Reputation: 1745
I found some code online that I am trying to work through which encodes to base64. I know Python has base64.urlsafe_b64decode()
but I would like to learn a bit more about what is going on.
The JS atob
looks like:
function atob (input) {
var chars = 'ABCDEFGHIJKLMNOPQRSTUVWXYZabcdefghijklmnopqrstuvwxyz0123456789+/=';
var str = String(input).replace(/=+$/, '');
if (str.length % 4 == 1) {
throw new InvalidCharacterError("'atob' failed: The string to be decoded is not correctly encoded.");
}
for (
// initialize result and counters
var bc = 0, bs, buffer, idx = 0, output = '';
// get next character
buffer = str.charAt(idx++);
// character found in table? initialize bit storage and add its ascii value;
~buffer && (bs = bc % 4 ? bs * 64 + buffer : buffer,
// and if not first of each 4 characters,
// convert the first 8 bits to one ascii character
bc++ % 4) ? output += String.fromCharCode(255 & bs >> (-2 * bc & 6)) : 0
) {
// try to find character in table (0-63, not found => -1)
buffer = chars.indexOf(buffer);
}
return output;
}
My goal is to port this Python, but I am trying to understand what the for loop is doing in Javascript.
It checks if the value is located in the chars
table and then initializes some variables using a ternary like: bs = bc % 4 ? bs*64+buffer: buffer, bc++ %4
I am not quite sure I understand what the buffer, bc++ % 4
part of the ternary is doing. The comma confuses me a bit. Plus the String.fromCharCode(255 & (bs >> (-2 * bc & 6)))
is a bit esoteric to me.
I've been trying something like this in Python, which produces some results, albeit different than what the javascript implementation is doing
# Test subject
b64_str: str = "fwHzODWqgMH+NjBq02yeyQ=="
# Lookup table for characters
chars: str = "ABCDEFGHIJKLMNOPQRSTUVWXYZabcdefghijklmnopqrstuvwxyz0123456789+/="
# Replace right padding with empty string
replaced = re.sub("=+$", '', b64_str)
if len(replaced) % 4 == 1:
raise ValueError("atob failed. The string to be decoded is not valid base64")

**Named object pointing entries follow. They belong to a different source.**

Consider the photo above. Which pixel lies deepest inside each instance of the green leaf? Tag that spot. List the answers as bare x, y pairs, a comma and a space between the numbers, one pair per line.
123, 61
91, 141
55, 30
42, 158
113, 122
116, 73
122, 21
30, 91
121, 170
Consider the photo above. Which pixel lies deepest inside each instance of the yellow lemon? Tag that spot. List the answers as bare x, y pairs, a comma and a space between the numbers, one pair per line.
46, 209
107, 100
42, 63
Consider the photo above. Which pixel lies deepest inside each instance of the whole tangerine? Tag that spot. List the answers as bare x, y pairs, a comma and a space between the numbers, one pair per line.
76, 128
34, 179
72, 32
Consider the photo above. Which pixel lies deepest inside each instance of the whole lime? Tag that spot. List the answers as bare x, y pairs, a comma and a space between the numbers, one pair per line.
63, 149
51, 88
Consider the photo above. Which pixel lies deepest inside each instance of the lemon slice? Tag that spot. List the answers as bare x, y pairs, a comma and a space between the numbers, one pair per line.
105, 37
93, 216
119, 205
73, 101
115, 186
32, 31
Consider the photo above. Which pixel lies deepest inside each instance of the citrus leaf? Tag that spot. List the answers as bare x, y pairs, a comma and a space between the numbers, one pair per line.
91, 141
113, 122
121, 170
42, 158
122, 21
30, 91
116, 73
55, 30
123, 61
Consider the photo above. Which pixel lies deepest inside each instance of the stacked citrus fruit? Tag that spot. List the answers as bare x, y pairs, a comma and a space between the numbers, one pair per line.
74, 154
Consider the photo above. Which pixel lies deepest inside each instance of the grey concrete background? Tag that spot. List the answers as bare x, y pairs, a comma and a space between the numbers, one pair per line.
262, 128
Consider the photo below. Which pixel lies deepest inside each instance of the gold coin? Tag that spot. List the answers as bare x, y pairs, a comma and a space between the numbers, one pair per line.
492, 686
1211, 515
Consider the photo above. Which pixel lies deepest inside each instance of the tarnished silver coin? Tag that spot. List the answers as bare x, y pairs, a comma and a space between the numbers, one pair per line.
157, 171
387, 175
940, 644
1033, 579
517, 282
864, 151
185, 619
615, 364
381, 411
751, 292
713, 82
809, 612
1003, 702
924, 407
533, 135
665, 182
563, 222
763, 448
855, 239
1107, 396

# Bit storage and counters
bc = 0
out: str = ''
for i in replaced:
# Get ascii value of character
buffer = ord(i)
# If counter is evenly divisible by 4, return buffer as is, else add the ascii value
bs = bc * 64 + buffer if bc % 4 else buffer
bc += 1 % 4 # Not sure I understand this part
# Check if character is in the chars table
if i in chars:
# Check if the bit storage and bit counter are non-zero
if bs and bc:
# If so, convert the first 8 bits to an ascii character
out += chr(255 & bs >> (-2 * bc & 6))
else:
out = 0
# Set buffer to the index of where the first instance of the character is in the b64 string
print(f"before: {chr(buffer)}")
buffer = chars.index(chr(buffer))
print(f"after: {buffer}")
print(out)
JS gives ó85ªÁþ60jÓlÉ
Python gives 2:u1(²ë:ð1G>%Y
Upvotes: -2
Views: 56
Reputation: 177685
Here is a tested version https://www.online-python.com/PiseKNFuaO
import base64
class InvalidCharacterError(Exception):
pass
def atob(input_str):
chars = 'ABCDEFGHIJKLMNOPQRSTUVWXYZabcdefghijklmnopqrstuvwxyz0123456789+/='
input_str = str(input_str).rstrip('=')
if len(input_str) % 4 == 1:
raise InvalidCharacterError("'atob' failed: The string to be decoded is not correctly encoded.")
output = []
bc = 0
bs = 0
buffer = 0
for char in input_str:
buffer = chars.find(char)
if buffer == -1:
raise InvalidCharacterError("'atob' failed: The string to be decoded contains an invalid character.")
bs = (bs << 6) + buffer
bc += 6
if bc >= 8:
bc -= 8
output.append(chr((bs >> bc) & 255))
return ''.join(output)
# Compare with Python's built-in Base64 decoding
def test_atob():
test_strings = [
"SGVsbG8gd29ybGQ=", # "Hello world"
"U29mdHdhcmUgRW5naW5lZXJpbmc=", # "Software Engineering"
"VGVzdGluZyAxMjM=", # "Testing 123"
"SGVsbG8gd29ybGQ==", # "Hello world" with extra padding
"SGVsbG8gd29ybGQ= ", # "Hello world" with trailing space (invalid)
"SGVsbG8gd29ybGQ\r\n", # "Hello world" with newline characters (invalid)
"Invalid!!==", # Invalid characters
"VGhpcyBpcyBhbiBlbmNvZGVkIHN0cmluZyE", # "This is an encoded string!" without padding
"U29tZVNwZWNpYWwgQ2hhcnM6ICsgLyA=", # "SomeSpecial Chars: + / " with padding
]
for encoded in test_strings:
try:
expected = base64.b64decode(encoded).decode('utf-8')
result = atob(encoded)
print(result == expected, "Custom:", result, "Expected:", expected)
except Exception as e:
print(f"Error for string: {encoded} - {e}")
test_atob()
Upvotes: 1
Reputation: 36340
I've been trying something like this in Python, which produces some results, albeit different than what the javascript implementation is doing
First step would be determining if either implementation works right, RFC4648 contains Tests Vectors for that purpose
BASE64("") = ""
BASE64("f") = "Zg=="
BASE64("fo") = "Zm8="
BASE64("foo") = "Zm9v"
BASE64("foob") = "Zm9vYg=="
BASE64("fooba") = "Zm9vYmE="
BASE64("foobar") = "Zm9vYmFy"
If one implementation works correctly you should determine what is causing difference, otherwise you might attempt to implement base64decode based on description contained in mentioned RFC4648.
Upvotes: 0